Research has also revealed that when a company has an aroma that suits its brand, its products sell more than those of another company that has not created a fragrance of its own. “That’s because it provides the brand with distinctiveness. This remarkable uniqueness affects the perfection of the brand. The associations are typically strong. They build customer loyalty and, above all, strengthen the image of quality, which is the key to any brand,” says Alvarez del Blanco. Adds Costa: “Normally, strong aromas sell more [than weak ones]. For example, leaving open a bakery oven where bread has recently been made is a good way to attract customers along a street; people are guided [to the bakery] by the agreeable scent of freshly baked bread.”
Much the same way, the aroma of sunscreen makes people recall their vacations; hot apple pie evokes family reunions and the fragrance of sea breeze is associated with freedom. Nevertheless, 83% of advertising investment is focused on messages involving sight and sound. Most advertisers forget about the other senses. Alvarez del Blanco advises aroma marketers that “they must provide an odor that fits well with the activity of their brand so that the impact is agreeable.” When that goal is achieved, customers have a sensation of “satisfaction, order and professionalism.”

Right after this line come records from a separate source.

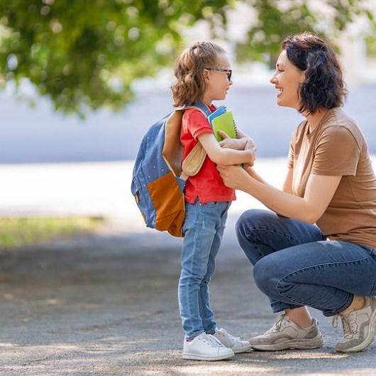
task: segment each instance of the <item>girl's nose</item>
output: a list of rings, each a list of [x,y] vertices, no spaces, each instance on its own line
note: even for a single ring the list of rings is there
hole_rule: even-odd
[[[275,73],[272,76],[270,79],[270,84],[275,84],[277,82],[277,78],[275,77]]]

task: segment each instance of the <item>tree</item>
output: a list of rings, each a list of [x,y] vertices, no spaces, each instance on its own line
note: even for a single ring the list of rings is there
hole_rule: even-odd
[[[56,109],[84,114],[121,109],[132,82],[170,66],[184,46],[182,31],[199,20],[226,28],[233,0],[3,0],[0,83],[28,79]],[[240,59],[279,48],[286,32],[321,31],[304,0],[244,0],[257,22],[237,49]],[[355,15],[372,14],[361,0],[331,0],[338,30]],[[345,5],[343,5],[345,4]],[[281,6],[282,4],[282,6]],[[216,27],[214,27],[216,26]]]

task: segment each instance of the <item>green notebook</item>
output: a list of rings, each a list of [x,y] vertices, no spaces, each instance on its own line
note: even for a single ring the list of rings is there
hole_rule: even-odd
[[[211,126],[213,127],[214,136],[219,141],[222,140],[222,137],[218,133],[219,131],[226,132],[228,135],[228,137],[231,138],[238,138],[236,125],[235,124],[232,111],[225,112],[222,115],[211,120]]]

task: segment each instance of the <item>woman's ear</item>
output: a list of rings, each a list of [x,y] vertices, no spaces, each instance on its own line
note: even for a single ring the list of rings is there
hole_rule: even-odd
[[[299,83],[302,84],[306,80],[306,70],[302,70],[300,72],[300,77],[299,79]]]

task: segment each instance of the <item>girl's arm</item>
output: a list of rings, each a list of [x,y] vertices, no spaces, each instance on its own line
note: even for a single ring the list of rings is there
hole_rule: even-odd
[[[252,149],[236,150],[222,148],[213,133],[201,133],[197,137],[199,143],[209,155],[209,157],[217,165],[240,165],[253,163],[255,153]]]
[[[279,214],[308,223],[314,223],[322,216],[342,177],[311,174],[304,197],[299,197],[258,180],[238,166],[218,166],[217,168],[227,187],[251,194]],[[287,182],[291,179],[291,172],[289,172]],[[291,189],[291,181],[289,183]]]

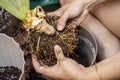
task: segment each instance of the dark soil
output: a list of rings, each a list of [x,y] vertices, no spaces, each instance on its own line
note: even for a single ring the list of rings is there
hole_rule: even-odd
[[[58,17],[46,17],[47,22],[56,28]],[[78,44],[78,30],[73,28],[73,25],[68,22],[62,32],[56,30],[53,36],[48,36],[44,33],[37,33],[33,30],[27,32],[20,30],[15,40],[20,44],[25,53],[25,73],[27,80],[46,80],[41,74],[35,72],[31,54],[36,54],[38,59],[48,66],[56,64],[54,54],[54,46],[60,45],[66,57],[76,60],[78,63],[84,64],[83,60],[74,53]]]
[[[14,66],[0,67],[0,80],[19,80],[22,71]]]

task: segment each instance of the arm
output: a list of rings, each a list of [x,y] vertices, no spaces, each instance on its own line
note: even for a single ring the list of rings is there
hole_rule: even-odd
[[[52,67],[41,66],[36,57],[32,57],[33,66],[38,73],[60,80],[103,80],[120,79],[120,52],[103,60],[95,66],[85,68],[70,58],[66,58],[59,46],[55,46],[57,64]]]
[[[99,62],[97,68],[103,80],[120,79],[120,52]]]
[[[75,26],[79,25],[88,16],[89,10],[105,0],[60,0],[62,7],[48,16],[57,15],[61,18],[58,21],[57,29],[62,31],[68,19],[73,19]]]

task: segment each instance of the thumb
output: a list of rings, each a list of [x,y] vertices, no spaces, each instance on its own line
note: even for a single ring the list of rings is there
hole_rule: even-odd
[[[69,19],[69,12],[65,11],[62,17],[58,20],[58,24],[57,24],[58,31],[62,31],[65,28],[68,19]]]
[[[72,20],[72,23],[76,26],[80,25],[88,17],[88,13],[88,10],[85,9],[79,17]]]
[[[62,51],[62,49],[59,45],[54,46],[54,52],[55,52],[55,56],[56,56],[58,61],[61,61],[61,60],[65,59],[63,51]]]

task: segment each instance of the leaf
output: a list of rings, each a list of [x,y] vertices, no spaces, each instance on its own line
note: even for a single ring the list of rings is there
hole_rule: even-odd
[[[22,21],[30,10],[29,0],[0,0],[0,6]]]

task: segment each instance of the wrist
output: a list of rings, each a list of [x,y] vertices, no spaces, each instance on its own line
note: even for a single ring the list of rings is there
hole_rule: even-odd
[[[81,77],[79,79],[81,79]],[[94,66],[84,68],[82,80],[100,80],[100,77],[96,72],[96,68]]]

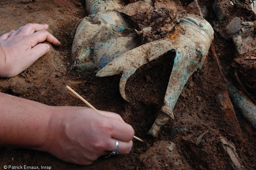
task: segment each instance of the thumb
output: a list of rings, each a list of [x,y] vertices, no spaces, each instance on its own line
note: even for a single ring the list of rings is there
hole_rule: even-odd
[[[31,49],[31,58],[32,63],[49,51],[50,46],[47,44],[41,43],[36,45]]]

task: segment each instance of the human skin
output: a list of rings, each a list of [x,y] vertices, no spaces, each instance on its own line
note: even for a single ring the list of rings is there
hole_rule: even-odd
[[[49,51],[49,45],[38,43],[46,40],[60,44],[47,28],[27,24],[0,37],[0,77],[18,74]],[[116,140],[119,153],[128,154],[133,129],[118,114],[101,113],[85,107],[50,106],[0,93],[0,146],[46,152],[83,165],[114,151]]]
[[[18,75],[48,52],[50,46],[61,43],[46,30],[47,24],[28,24],[0,37],[0,77]]]

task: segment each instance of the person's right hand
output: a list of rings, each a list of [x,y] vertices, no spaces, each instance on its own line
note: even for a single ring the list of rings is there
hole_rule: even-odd
[[[39,150],[69,162],[88,165],[115,151],[129,153],[134,130],[119,114],[86,107],[55,107],[50,119],[47,138]],[[37,149],[38,149],[38,148]]]
[[[49,45],[38,43],[46,40],[60,45],[46,31],[48,27],[47,24],[28,24],[0,37],[0,77],[18,75],[49,51]]]

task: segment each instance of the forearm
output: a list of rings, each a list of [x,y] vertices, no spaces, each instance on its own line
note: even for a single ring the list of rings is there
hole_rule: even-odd
[[[0,146],[40,148],[45,142],[53,108],[0,93]]]

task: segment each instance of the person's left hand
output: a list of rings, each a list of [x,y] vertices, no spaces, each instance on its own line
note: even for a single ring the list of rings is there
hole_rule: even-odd
[[[28,24],[0,37],[0,77],[16,76],[49,51],[45,40],[56,46],[61,43],[46,31],[47,24]]]

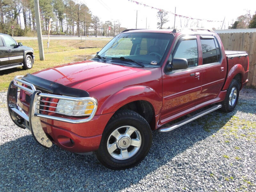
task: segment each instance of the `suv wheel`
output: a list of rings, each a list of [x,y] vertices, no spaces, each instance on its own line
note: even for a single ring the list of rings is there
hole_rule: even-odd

Still, marketers have to take into account that “only those aromas that exist in nature are universal aromas,” says Costa. Moreover, most aromas are perceived differently by people who come from different places. Experts agree that what customers decide to purchase is really a question of what they have experienced, not merely the products themselves. “You associate the aroma with the moment when you acquire a product or service, not with the brand in itself. Your experience with a product when you bring it home goes much deeper,” notes Costa.
Looking for a Difference
Success is rooted in creating an aroma that fits your brand. Experts agree that it takes months of work to create an effective scent. “You have to consider where you are exposing it. You have to look into the context where the brand is consumed and the conditions in which customers have a relationship with the brand,” says Costa, adding that “a company must define what it wants to differentiate. It is very important to think about where you are going to send that aroma; where you want it to remain and where you don’t.”
Both professors agree that the process of creating a universally pleasing aroma is very complicated. Costa notes that we experience aromas quite differently if we are a man or a woman and as a result of our country of origin, age, and experience. That means it is impossible for the same fragrance to communicate precisely the same message to everyone. For Costa, the strongest brand in the history of the world would be one that everyone associates with the same aroma. After all, he concludes, “Who doesn’t associate the odor of incense with the Catholic Church?”